Spark Overview

This topic provides a brief overview of Apache Spark on HPE Ezmeral Runtime Enterprise.

Spark is a unified analytics engine with high data processing speed that offers the high-level API in Java, Scala, Python, and R. Spark provides the in-memory computing and optimized query execution for the fast data processing.

You can run the Spark on Kubernetes managed clusters on HPE Ezmeral Runtime Enterprise. For more information about running Spark on Kubernetes, see Apache Spark on Kubernetes.
NOTE Starting from HPE Ezmeral Runtime Enterprise 5.3, Spark Standalone is no longer supported.

When you submit a Spark application using the spark-submit to a Kubernetes cluster, you start a Spark driver within a Kubernetes pod. This driver creates the Spark executor pods within the Kubernetes cluster to execute the tasks.

Apache Spark on HPE Ezmeral Runtime Enterprise

  • HPE Ezmeral Runtime Enterprise provides enterprise ready unified Spark which supports Apache Livy based RESTful interface.
  • Spark 3.x.x supports RAPIDS Accelerator by Nividia to accelerate the processing for Spark by using the GPUs. See Nvidia Spark-RAPIDS Accelerator for Spark.
  • Spark 3.x.x provides ACID transactions for Spark applications with Delta Lake. See Delta Lake with Apache Spark.
  • Spark supports the following:
    • Global Hive Metastore: Starting from HPE Ezmeral Runtime Enterprise 5.3, you can access the Hive Metastore configured inside one Kubernetes cluster from Spark applications that is configured in another Kubernetes cluster. See Hive Metastore.
    • Spark History Server. See Spark History Server.
    • Spark Thrift Server.
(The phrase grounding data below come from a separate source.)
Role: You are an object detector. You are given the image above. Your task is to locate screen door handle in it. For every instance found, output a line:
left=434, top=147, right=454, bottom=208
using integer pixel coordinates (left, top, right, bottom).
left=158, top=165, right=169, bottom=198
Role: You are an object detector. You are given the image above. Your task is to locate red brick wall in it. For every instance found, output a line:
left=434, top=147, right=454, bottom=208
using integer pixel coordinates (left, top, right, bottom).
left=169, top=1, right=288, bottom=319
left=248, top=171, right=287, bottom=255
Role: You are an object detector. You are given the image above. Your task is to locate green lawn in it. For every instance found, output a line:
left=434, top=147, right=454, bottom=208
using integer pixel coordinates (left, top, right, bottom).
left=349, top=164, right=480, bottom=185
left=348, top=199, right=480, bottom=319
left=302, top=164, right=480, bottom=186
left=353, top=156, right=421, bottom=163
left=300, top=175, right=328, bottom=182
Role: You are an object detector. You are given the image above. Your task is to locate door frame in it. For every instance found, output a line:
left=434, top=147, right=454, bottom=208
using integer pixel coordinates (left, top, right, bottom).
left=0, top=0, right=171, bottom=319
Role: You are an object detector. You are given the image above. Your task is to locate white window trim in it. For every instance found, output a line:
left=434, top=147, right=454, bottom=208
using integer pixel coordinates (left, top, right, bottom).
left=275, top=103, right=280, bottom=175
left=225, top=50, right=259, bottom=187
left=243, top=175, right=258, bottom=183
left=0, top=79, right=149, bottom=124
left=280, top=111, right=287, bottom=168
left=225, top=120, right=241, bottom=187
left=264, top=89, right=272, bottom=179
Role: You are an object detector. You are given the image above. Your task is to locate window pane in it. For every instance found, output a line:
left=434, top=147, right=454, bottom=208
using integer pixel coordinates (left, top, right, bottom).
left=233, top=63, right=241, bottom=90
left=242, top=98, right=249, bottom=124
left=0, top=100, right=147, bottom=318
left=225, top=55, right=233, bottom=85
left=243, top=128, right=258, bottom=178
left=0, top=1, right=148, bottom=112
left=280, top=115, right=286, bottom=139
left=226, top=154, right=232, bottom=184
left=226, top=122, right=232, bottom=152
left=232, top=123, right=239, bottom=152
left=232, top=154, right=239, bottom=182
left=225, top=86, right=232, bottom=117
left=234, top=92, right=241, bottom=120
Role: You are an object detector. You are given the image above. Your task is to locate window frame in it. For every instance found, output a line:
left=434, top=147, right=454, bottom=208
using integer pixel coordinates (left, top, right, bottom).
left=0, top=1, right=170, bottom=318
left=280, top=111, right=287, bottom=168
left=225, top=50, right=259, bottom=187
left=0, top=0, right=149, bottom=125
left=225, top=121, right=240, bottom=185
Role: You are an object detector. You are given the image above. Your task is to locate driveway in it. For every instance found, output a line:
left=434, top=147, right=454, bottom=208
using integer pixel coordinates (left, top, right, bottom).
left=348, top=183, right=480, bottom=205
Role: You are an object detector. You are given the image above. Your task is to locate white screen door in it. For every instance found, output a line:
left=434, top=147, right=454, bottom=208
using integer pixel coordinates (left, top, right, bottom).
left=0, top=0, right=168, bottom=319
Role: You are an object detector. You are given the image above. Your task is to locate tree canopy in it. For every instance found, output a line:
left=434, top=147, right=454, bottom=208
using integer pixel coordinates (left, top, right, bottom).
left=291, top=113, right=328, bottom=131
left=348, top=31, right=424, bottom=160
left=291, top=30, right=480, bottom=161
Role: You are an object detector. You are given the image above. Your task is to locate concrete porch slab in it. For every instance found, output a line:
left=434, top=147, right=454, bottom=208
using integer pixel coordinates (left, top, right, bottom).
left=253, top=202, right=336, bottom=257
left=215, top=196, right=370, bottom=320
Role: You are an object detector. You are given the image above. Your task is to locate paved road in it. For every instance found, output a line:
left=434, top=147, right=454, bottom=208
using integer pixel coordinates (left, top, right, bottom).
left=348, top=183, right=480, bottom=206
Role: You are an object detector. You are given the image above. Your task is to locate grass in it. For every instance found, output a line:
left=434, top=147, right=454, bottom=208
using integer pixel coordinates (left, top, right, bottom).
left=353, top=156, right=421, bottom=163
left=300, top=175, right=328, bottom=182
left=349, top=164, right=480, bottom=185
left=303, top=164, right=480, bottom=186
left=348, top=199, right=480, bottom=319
See Spark Thrift Server.
  • You can run a Spark job on Kubernetes clusters in the HPE Ezmeral Runtime Enterprise in the following ways:
  • You can run Spark jobs in the Data Fabric tenants or non Data Fabric tenants:
    Data Fabric Tenants

    Tenants created on HPE Ezmeral Data Fabric on Kubernetes on the HPE Ezmeral Runtime Enterprise or on HPE Ezmeral Data Fabric on Bare Metal outside of the HPE Ezmeral Runtime Enterprise.

    See HPE Ezmeral Data Fabric as Tenant/Persistent Storage.

    Non Data Fabric Tenants
    Tenants created on an external storage that is not the HPE Ezmeral Data Fabric.
  • To learn about new enhancements and changes for Spark on HPE Ezmeral Runtime Enterprise, see What's New in Version 5.6.x.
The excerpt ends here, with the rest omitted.